The free promo day was an interesting experience, but it’s clear that I have a long way to go when it comes to exposure for Seals. I didn’t spend any money on marketing, just used that which were available to me like this blog, Twitter, and Facebook. I also have a wonderful bunch of writer friends who did some pimping and in the end I gave away 231 copies.
I’m not sure what I expected, whether this number is good or bad, but it’s 231 more people who will, hopefully, read Seals. Whether they’ll like it is something else, but I’m confident they won’t hate it (keeping fingers crossed here). I suspect that if I invested more time and some money in preparing for this promo, I would have given away a lot more copies.
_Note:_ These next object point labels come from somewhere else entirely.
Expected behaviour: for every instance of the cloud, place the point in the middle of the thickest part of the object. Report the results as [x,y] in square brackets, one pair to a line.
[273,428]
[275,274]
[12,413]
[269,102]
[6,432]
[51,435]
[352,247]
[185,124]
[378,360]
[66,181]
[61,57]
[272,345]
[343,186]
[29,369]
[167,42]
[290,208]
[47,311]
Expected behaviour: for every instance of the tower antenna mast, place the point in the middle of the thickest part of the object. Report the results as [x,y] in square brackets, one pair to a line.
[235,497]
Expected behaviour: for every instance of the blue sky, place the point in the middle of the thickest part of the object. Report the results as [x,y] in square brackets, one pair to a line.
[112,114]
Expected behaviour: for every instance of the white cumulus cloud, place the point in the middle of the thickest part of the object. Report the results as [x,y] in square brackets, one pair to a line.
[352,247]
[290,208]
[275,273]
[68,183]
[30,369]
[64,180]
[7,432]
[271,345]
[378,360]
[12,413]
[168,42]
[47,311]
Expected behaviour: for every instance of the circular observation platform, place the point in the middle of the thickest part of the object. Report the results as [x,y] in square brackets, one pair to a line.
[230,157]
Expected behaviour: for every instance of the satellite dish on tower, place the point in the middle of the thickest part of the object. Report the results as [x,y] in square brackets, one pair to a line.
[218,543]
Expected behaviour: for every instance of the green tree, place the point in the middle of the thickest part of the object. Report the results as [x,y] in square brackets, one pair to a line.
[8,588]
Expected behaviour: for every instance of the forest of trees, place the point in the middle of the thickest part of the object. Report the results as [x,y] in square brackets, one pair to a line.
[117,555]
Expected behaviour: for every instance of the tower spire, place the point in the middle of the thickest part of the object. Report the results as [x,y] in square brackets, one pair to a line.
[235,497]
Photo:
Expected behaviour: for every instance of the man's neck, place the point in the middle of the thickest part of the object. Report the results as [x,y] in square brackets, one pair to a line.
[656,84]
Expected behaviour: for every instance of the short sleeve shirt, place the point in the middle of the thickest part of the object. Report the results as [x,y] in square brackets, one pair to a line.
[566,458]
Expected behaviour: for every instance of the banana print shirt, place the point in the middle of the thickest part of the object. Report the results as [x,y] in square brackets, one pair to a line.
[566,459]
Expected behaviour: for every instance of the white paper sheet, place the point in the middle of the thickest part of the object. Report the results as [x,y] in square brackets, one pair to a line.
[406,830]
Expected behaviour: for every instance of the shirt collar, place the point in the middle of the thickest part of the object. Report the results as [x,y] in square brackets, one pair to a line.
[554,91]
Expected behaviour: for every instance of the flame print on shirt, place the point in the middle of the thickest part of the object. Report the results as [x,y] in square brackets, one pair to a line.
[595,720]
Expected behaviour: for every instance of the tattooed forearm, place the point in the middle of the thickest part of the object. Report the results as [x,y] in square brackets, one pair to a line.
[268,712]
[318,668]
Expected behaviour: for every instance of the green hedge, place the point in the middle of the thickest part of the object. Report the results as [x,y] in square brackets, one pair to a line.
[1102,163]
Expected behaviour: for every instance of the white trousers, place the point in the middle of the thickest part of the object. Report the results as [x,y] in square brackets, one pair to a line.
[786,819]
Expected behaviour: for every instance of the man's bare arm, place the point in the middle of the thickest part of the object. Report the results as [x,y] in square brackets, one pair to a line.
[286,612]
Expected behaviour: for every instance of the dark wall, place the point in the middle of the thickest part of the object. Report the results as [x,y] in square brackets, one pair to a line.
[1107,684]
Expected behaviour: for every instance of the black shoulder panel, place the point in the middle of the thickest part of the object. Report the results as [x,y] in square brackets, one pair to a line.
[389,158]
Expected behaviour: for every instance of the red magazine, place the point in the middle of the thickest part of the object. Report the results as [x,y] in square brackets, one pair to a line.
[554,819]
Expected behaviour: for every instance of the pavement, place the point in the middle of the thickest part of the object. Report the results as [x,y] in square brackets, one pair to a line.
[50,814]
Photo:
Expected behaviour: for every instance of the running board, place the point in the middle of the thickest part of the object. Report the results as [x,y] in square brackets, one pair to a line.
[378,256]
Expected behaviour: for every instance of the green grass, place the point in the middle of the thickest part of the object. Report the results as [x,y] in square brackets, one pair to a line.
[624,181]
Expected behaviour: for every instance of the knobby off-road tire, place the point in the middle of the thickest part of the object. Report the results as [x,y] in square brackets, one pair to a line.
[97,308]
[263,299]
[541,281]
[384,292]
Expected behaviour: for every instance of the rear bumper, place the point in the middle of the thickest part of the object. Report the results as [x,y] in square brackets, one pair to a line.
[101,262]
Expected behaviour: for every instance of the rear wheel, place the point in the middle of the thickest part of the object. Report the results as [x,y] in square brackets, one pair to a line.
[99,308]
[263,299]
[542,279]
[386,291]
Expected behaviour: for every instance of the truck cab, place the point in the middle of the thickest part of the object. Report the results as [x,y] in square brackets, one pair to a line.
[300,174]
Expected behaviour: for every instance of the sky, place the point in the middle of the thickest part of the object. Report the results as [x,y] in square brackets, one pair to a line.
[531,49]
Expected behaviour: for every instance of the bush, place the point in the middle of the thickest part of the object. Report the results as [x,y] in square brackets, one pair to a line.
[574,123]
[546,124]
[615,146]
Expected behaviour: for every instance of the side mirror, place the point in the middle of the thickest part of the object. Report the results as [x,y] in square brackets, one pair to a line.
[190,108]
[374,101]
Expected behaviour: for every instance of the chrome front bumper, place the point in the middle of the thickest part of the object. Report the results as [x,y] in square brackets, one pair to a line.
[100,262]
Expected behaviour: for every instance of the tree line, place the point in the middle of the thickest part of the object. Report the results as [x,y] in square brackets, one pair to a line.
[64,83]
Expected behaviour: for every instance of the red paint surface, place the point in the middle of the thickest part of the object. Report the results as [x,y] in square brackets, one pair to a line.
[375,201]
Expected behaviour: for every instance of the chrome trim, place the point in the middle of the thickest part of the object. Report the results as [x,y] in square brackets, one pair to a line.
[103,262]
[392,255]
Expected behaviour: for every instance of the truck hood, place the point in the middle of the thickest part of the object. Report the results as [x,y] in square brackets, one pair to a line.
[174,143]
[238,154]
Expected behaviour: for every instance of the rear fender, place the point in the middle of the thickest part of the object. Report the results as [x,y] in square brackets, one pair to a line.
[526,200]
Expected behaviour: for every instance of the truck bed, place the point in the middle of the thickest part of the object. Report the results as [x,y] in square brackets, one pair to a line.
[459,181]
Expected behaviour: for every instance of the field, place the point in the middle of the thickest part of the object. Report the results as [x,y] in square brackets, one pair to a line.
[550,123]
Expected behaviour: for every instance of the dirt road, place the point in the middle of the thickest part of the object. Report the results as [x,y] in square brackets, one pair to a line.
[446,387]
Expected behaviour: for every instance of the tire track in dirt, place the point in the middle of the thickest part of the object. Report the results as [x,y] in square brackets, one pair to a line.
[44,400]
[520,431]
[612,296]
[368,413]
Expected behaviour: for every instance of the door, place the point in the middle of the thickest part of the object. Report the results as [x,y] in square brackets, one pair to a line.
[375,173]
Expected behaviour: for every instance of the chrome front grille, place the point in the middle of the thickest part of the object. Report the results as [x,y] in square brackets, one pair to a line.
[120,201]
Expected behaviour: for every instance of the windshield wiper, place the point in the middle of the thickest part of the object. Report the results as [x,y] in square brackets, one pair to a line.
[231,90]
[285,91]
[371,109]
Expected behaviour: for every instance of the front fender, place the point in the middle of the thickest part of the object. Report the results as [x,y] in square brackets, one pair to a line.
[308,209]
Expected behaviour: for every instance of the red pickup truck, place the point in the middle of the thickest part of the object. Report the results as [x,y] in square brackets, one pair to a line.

I want to look at this from a positive angle. If you consider that it was a spur-of-the-moment decision, done without much preparation and using only the tools that were free and available to me, then the above number is not so bad. All in a day’s work–literally.
I never thought I’d make Seals free, but after a discussion the other day with a writer friend who still had confidence in KDP’s free promo days, I decided to test the waters. I didn’t agree with her for various reasons, but she had a good run and so did a few of our other colleagues, and even if I didn’t agree with the concept of free, I do acknowledge that in the current environment, it’s a tool to gain exposure, even if there are some side-effects. By making Seals free I wanted to prove my friend wrong and to test it myself. But honestly, I wouldn’t have minded being wrong.
It’s still too early to decide if this experiment was successful. But in order to catch any overflow from the free day, if any, I’ve decided to discount Seals to $1.99 and keep it there for the foreseeable future. It’s not a bad price tag, still very cheap, and still an impulse buy.
Work on The Worthless One is going strong, as I’ve mentioned in my previous post. I’m almost finished with the first draft. It took much longer than I expected, but then, I’m not known for my speed and I’d rather focus on plot and quality. And I’m not saying writing fast equals bad writing, because it doesn’t. I’m talking only about myself and if I were to write this story fast, the quality would suffer.
That is all for this week. Thank you to everyone who helped me with the promo day. You guys rock!